Redefine the following function defining Spawner to TotalMigrants
TM1<-function(S){
exp(rnorm(1,log(BH2fit$par[1]) + log(S) -log(1+BH2fit$par[2]*S) +BH2fit$par[3]*rnorm(1,1,1),BH2fit$par[4]))
}
Then just rerun the PVA by substituting TM1() for TM()
PVAout<-matrix(NA,16,16)
Reps<-10000
ptm<-proc.time()
for (QETi in 1:16){
for (RFTi in 1:16){
QET<-40+QETi*10
RFT<-40+RFTi*10
QET3<-0
for (rep in 1:Reps){
for (t in 1:100){
qet3<-0
S<-sum(N[t,])
if (S<RFT){
S=0
}
R<-Smolts(TM1(S))*SAR()*tAge[t,]/cf$coefficients
N[t+3,1]<-R[1]
N[t+4,2]<-R[2]
N[t+5,3]<-R[3]
}#t
# 3 consecutive years below QET
u<-as.numeric(rowSums(N[1:100,])<QET)
for (i in 1:(length(u)-4)){
qet3<-qet3+u[i]*u[i+1]*u[i+2]
}
QET3<-QET3+(qet3>0)
}#rep
PVAout[QETi,RFTi]<-QET3/Reps
}#RFTi
}#QETi
proc.time() - ptm
## user system elapsed
## 4292.75 0.44 4301.58
x<-as.vector(t(replicate(16,seq(50,200,by=10))))

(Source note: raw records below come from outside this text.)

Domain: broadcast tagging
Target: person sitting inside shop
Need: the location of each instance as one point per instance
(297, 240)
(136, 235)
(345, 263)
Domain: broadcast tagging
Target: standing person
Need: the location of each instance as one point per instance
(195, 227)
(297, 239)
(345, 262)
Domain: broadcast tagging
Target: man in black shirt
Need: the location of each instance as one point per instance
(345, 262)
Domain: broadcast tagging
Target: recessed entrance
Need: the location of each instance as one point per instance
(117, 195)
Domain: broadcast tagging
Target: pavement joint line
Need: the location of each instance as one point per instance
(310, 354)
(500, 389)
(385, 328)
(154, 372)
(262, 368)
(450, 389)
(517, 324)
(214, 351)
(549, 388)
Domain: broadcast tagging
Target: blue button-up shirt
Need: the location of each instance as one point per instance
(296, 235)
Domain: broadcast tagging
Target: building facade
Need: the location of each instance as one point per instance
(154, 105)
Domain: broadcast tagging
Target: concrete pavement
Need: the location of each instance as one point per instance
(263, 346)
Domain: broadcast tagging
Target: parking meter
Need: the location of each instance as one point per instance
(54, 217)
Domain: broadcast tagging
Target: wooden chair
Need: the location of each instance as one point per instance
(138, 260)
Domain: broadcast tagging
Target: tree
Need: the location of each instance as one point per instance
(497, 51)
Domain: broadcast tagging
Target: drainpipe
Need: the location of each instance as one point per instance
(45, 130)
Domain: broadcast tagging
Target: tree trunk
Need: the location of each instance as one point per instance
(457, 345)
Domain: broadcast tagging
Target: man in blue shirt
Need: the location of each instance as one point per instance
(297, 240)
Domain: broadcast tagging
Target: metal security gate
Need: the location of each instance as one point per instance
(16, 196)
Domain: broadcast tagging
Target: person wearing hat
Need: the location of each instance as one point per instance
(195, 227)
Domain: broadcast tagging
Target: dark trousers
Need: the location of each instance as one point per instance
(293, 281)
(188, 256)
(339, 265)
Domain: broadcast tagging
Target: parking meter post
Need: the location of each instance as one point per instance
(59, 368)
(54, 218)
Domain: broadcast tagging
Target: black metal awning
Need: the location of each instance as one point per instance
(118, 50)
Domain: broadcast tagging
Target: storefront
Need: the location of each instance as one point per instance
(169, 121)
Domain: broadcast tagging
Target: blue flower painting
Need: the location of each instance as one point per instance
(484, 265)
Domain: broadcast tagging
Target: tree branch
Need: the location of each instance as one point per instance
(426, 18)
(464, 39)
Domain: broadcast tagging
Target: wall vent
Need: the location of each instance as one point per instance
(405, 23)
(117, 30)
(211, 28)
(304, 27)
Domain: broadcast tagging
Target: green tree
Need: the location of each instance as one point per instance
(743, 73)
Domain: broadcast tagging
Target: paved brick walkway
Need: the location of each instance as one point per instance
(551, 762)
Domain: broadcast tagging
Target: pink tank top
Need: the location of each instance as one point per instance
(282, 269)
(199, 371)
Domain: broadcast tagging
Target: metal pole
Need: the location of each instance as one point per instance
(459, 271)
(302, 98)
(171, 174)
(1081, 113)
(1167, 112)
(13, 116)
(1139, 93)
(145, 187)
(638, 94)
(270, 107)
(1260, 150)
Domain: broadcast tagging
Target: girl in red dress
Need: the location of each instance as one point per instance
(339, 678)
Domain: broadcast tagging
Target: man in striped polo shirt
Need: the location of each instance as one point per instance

y<-as.vector(replicate(16,seq(50,200,by=10)))
z<-as.vector(PVAout)
library(akima)
zz<-interp(x,y,z,nx=50,ny=50)
#filled.contour(zz,nlevels=50,color.palette=colorRampPalette(c('white','blue','yellow','red','darkred')),xlab="RFT",ylab="QET",main="Pr[extirpation] over 100 years of Coho at Huntley")
#contour(zz,add=T,axes=T,frame.plot=T)
filled.contour(zz,nlevels=50,frame.plot=T,key.title=title(main="Prob"),color.palette=colorRampPalette(c('white','blue','yellow','red','darkred')),xlab="RFT",ylab="QET",main="Viabilty of Middle Fork John Day Spring Chinook",
plot.axes={contour(zz,add=T,levels=c(0.01,0.05,0.1,0.2,0.3,0.4,0.5,0.6,0.7),drawlabels=T,lwd=2,labcex=1);
axis(1);
axis(2)} )
Compare this PVA output with the first PVA output to see the effect of warming.